The Design Company and its duly authorized representatives, on reasonable
notice, shall have the right, no more than once in each year during regular
business hours, for the duration of the term of this Agreement and for three
(3) years thereafter, to examine the books of account and records and all
other documents, materials and inventory in the possession or under the
control of the Company and its successors with respect to the subject matter
of this Agreement. All such books of account, records and documents shall be
maintained and kept available by the Company for at least the duration of
this Agreement and for three (3) years thereafter.

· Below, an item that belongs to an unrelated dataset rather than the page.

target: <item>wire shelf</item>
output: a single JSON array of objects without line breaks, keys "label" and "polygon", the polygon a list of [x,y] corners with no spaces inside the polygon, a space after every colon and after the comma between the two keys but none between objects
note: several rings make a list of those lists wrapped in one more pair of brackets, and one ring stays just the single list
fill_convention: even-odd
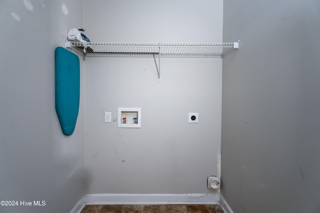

The Design Company shall
have free and full access thereto in the manner set forth above and shall
have the right to make copies and/or extracts therefrom. If as a result of
any examination of the Company's books and records it is shown that the
Company's payments to the Design Company hereunder with respect to any twelve
(12) month period were less than or greater than the amount which should have
been paid to the Design Company by an amount equal to three and one-half
percent (3%%) of the amount which should have been paid during such twelve
(12) month period, the Company will, in addition to reimbursement of any
underpayment, with interest from the date on which each payment was due at
the rate set forth in paragraph 4.4 hereof, promptly reimburse the Design
Company for the cost of such examination.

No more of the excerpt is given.